Vanessa pushes up from her desk and takes a moment to straighten her skirt and smooth her already perfect ponytail;the picture of composure. “I don’t have time to think about this today. We have visits to make.”
I don’t know what takes place on their weekly visits, but I hear through the wall that Mary always takes a shower immediately afterwards, probably to wash cold blood off her hands. I might guess visits equals murder, poisonings, torture, etc. but I am open to the idea that it’s something much more civilized.
“Pick two of them and invite them to dinner on Monday. Call it a follow-up,” Vanessa says. “I don’t care who. Rumors will spread that I’m considering and that will appease them.”
I wouldn’t let any two of these men into my home, but I nod anyway and give her a thumbs up. “You got it, captain.”
22
VANESSA
The kids come over mostSaturday nights for a sleepover because it doesn’t matter how many years they’ve been married; Sean and Willa still go on weekly dates and then probably have sex loud enough to wake their neighbors. They are as in love as they’ve been since high school.
Usually the kids come over for movies, ice cream, crafts with their grandma, video games with Mary—there’s never a shortage of family members to entertain them, but tonight in a strange sequence of events, the kids are left with just Nate and myself.

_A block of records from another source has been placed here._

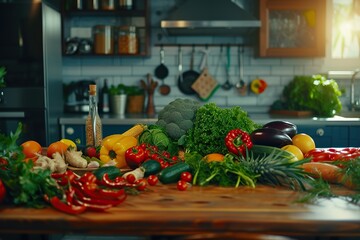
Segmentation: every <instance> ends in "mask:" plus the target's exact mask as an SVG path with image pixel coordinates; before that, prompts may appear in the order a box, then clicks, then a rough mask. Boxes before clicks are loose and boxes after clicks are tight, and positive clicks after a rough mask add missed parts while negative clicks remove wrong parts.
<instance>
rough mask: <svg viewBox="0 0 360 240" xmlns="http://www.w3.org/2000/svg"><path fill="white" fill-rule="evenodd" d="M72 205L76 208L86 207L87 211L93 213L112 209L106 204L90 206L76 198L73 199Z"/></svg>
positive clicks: (90, 205)
mask: <svg viewBox="0 0 360 240" xmlns="http://www.w3.org/2000/svg"><path fill="white" fill-rule="evenodd" d="M74 204H76V205H77V206H84V207H86V208H87V209H88V210H90V211H95V212H102V211H105V210H107V209H109V208H111V207H113V205H112V204H107V205H97V204H90V203H85V202H82V201H80V200H79V199H77V198H74Z"/></svg>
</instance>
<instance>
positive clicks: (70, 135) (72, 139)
mask: <svg viewBox="0 0 360 240" xmlns="http://www.w3.org/2000/svg"><path fill="white" fill-rule="evenodd" d="M61 138H67V139H70V140H73V141H74V142H76V143H78V145H80V146H85V145H86V133H85V125H82V124H69V125H67V124H66V125H61Z"/></svg>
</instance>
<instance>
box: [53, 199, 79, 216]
mask: <svg viewBox="0 0 360 240" xmlns="http://www.w3.org/2000/svg"><path fill="white" fill-rule="evenodd" d="M50 204H51V206H53V207H54V208H55V209H57V210H59V211H61V212H64V213H67V214H74V215H76V214H80V213H83V212H85V210H86V207H85V206H77V205H72V204H68V203H65V202H63V201H61V200H60V199H59V198H58V197H57V196H54V197H52V198H51V199H50Z"/></svg>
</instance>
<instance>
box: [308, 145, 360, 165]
mask: <svg viewBox="0 0 360 240" xmlns="http://www.w3.org/2000/svg"><path fill="white" fill-rule="evenodd" d="M305 157H306V158H311V160H312V161H313V162H333V161H338V160H340V161H347V160H351V159H355V158H357V157H360V148H322V149H318V148H316V149H314V150H311V151H309V152H308V153H306V154H305Z"/></svg>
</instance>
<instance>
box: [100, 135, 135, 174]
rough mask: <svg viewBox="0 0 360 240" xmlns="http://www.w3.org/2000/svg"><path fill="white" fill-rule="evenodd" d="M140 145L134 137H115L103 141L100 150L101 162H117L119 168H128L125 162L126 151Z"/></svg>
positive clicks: (100, 157)
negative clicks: (109, 161)
mask: <svg viewBox="0 0 360 240" xmlns="http://www.w3.org/2000/svg"><path fill="white" fill-rule="evenodd" d="M137 144H138V140H137V138H135V137H133V136H123V135H115V136H112V137H107V138H105V139H103V141H102V143H101V148H100V160H101V162H103V163H107V162H109V161H111V160H114V161H115V162H116V166H117V167H118V168H128V165H127V164H126V161H125V151H126V150H128V149H129V148H131V147H133V146H136V145H137Z"/></svg>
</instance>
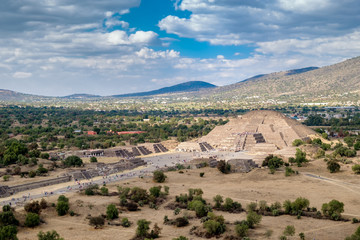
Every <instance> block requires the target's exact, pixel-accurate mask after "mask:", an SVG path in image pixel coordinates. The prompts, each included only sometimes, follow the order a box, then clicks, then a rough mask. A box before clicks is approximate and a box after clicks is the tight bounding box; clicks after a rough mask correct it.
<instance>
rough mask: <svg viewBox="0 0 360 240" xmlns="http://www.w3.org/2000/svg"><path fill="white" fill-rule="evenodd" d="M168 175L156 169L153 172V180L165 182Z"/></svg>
mask: <svg viewBox="0 0 360 240" xmlns="http://www.w3.org/2000/svg"><path fill="white" fill-rule="evenodd" d="M165 179H166V175H165V174H164V173H163V172H162V171H155V172H154V173H153V180H154V181H155V182H157V183H162V182H165Z"/></svg>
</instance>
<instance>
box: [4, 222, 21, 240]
mask: <svg viewBox="0 0 360 240" xmlns="http://www.w3.org/2000/svg"><path fill="white" fill-rule="evenodd" d="M16 234H17V228H16V226H13V225H8V226H2V227H0V239H4V240H17V239H18V238H17V237H16Z"/></svg>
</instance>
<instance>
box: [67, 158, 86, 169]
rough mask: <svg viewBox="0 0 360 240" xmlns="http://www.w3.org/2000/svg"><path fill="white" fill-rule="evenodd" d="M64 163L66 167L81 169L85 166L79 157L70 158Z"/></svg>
mask: <svg viewBox="0 0 360 240" xmlns="http://www.w3.org/2000/svg"><path fill="white" fill-rule="evenodd" d="M63 162H64V165H65V166H66V167H73V166H74V167H76V166H78V167H80V166H82V165H83V161H82V160H81V158H79V157H78V156H69V157H67V158H65V160H64V161H63Z"/></svg>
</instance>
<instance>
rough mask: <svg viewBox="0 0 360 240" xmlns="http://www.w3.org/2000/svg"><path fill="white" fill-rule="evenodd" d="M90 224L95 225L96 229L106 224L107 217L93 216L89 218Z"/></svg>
mask: <svg viewBox="0 0 360 240" xmlns="http://www.w3.org/2000/svg"><path fill="white" fill-rule="evenodd" d="M89 224H90V225H91V226H95V229H97V228H99V227H102V226H104V224H105V219H104V218H103V217H102V216H98V217H91V218H90V220H89Z"/></svg>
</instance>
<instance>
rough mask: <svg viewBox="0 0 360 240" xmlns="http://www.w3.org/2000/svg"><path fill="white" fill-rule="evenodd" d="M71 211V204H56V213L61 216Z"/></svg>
mask: <svg viewBox="0 0 360 240" xmlns="http://www.w3.org/2000/svg"><path fill="white" fill-rule="evenodd" d="M68 211H69V203H68V202H64V201H58V203H57V204H56V212H57V213H58V215H59V216H64V215H65V214H67V213H68Z"/></svg>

Mary is God knows where doing whatever it is she does when she sneaks out on the weekends, Mom is out with a few of The Mothers, and Leo is making his appearances at our gambling establishments.
And Nate, well, Nate doesn’t leave.
I didn’t want him to assume he had to entertain two 12-year-olds on his Saturday night (not that he is one to have plans), but Artie beelined upstairs and knocked on Nate’s bedroom door before I could tell him otherwise.
Angel doesn’t even have her shoes all the way off before Nate and Artie are ambling down the stairs, talking about the Switch game Artie brought for them to play tonight.
“Auntie.” Angel grabs onto my forearm and lowers her voice. “My stomach is feeling weird.”
“I’m sorry, baby.” I pull her under my arm for a hug. Nate and Artie walk past towards the living room. “Have you eaten? Let’s get you something.”
I poke around the fridge and find a Tupperware of Mom’s bean soup that she made yesterday while Angel fills me in on the slumber party she went to the night before.
“Will you ask Mom again if I can get a phone?” Angel asks, her head resting on her arms on the counter.
“Yeah! Will you?” Artie yells from the living room.
“You have a phone,” I remind them, and they both sigh with different levels of dramatics. The two share a flip phone that can call and send texts.
“But we can’t have apps,” she says.
I ladle enough soup for the four of us into a pot.
“You have an iPad, though,” I point out. The twins also share that, and there are screen time limitations. Willa is better about all that childhood development and parenting stuff than I imagine I would be.
Personally, I love screen time. I get it. This is why I am meant to be an aunt and not a mother.
I nod toward the living room. “And then there’s the Switch. You’re swimming in technology, miss.”
“I do love my Switch,” she says, and looks off in her dreamer stare.
She looks so much like Willa with her plump pink cheeks and light soft hair that her mom braids into various complicated styles. Today, it’s in a simple braid that’s tucked under her oversized tie-dye fleece hoodie. Willa has always loved dress up and that extends to her kids, but she lets them wear the bright-colored, tacky pieces that are rite of passage for little kids. I love that about my sister.
Nate comes into the kitchen with his dog jingling in behind him as I’m serving soup into four bowls; he leans a hand on the counter next to me. I’m getting used to having to look up to meet his eyes at night. The dog circles a few times before dropping into the bed that now lives in the kitchen despite my protests.
Nobody listens to me in this house.
“Do you have any Tums?” he asks in a quiet voice. “Artie’s not feeling great.”
“What’s wrong with him?”
Nate shrugs. “Maybe he’s constipated, I don’t know. Kids have stomach issues all the time.”